Collectively, these data indicated that significant upregulation of
miR-494 expression occurred in CRC and was correlated with CRC
relapse and metastasis. To further evaluate the association of
miR-494 with CRC metastasis, we analyzed miR-494 levels in three
CRC cell lines (SW620, SW480, and HCT116) and normal colon
epithelium cell line CCD-18Co.
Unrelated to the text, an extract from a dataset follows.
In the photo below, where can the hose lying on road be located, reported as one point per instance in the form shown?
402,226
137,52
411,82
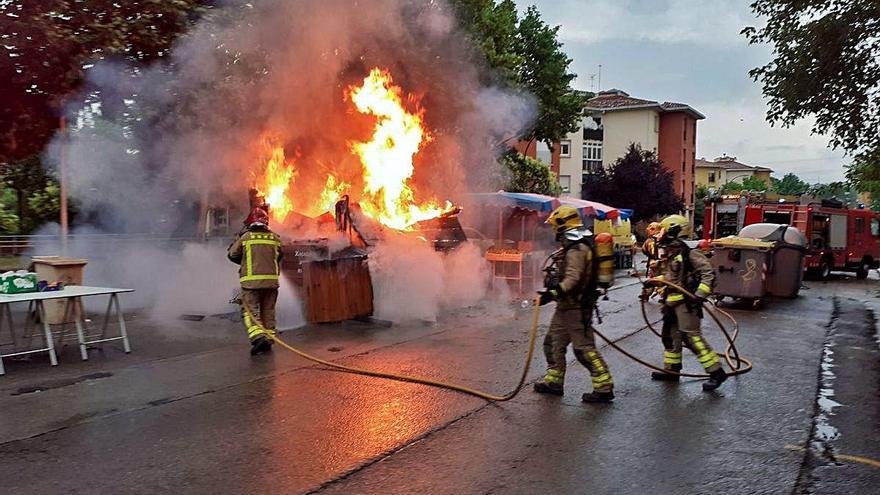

Similarly, we found the expression
of miR-494 was much higher in all three CRC cell lines than that in
the normal colon cell line. It is noteworthy that miR-494 level was
higher in metastatic CRC cells (SW620) than its paired metastatic
cell line (SW480) (Fig. 1D). Taken
together, the above findings suggest that miR-494 levels correlate
with metastatic potential of CRC.
Upregulation of miR-494 is associated
with advanced clinicopathological features of CRC
To determine the clinical significance of miR-494 in
CRC, we analyzed the association of miR-494 expression with various
clinicopathological parameters of CRC tissues. The median miR-494
expression in all 247 patients with CRC was 3.84. The patients were
divided into two groups according to their expression levels of
miR-494, using the median level as a cutoff: the high miR-494
expression group (n=129) and the low miR-494 expression group
(n=118). As shown in Table I,
miR-494 was significantly upregulated in CRC patients with advanced
clinical stage (P=0.027), metastasis status (P=0.001), and positive
lymph node metastasis (P=0.006). We also found a trend of increased
miR-494 level from well to poor differentiation (P=0.022). However,
miR-494 expression was not significantly correlated with gender,
age, tumor size, tumor location and depth of invasion.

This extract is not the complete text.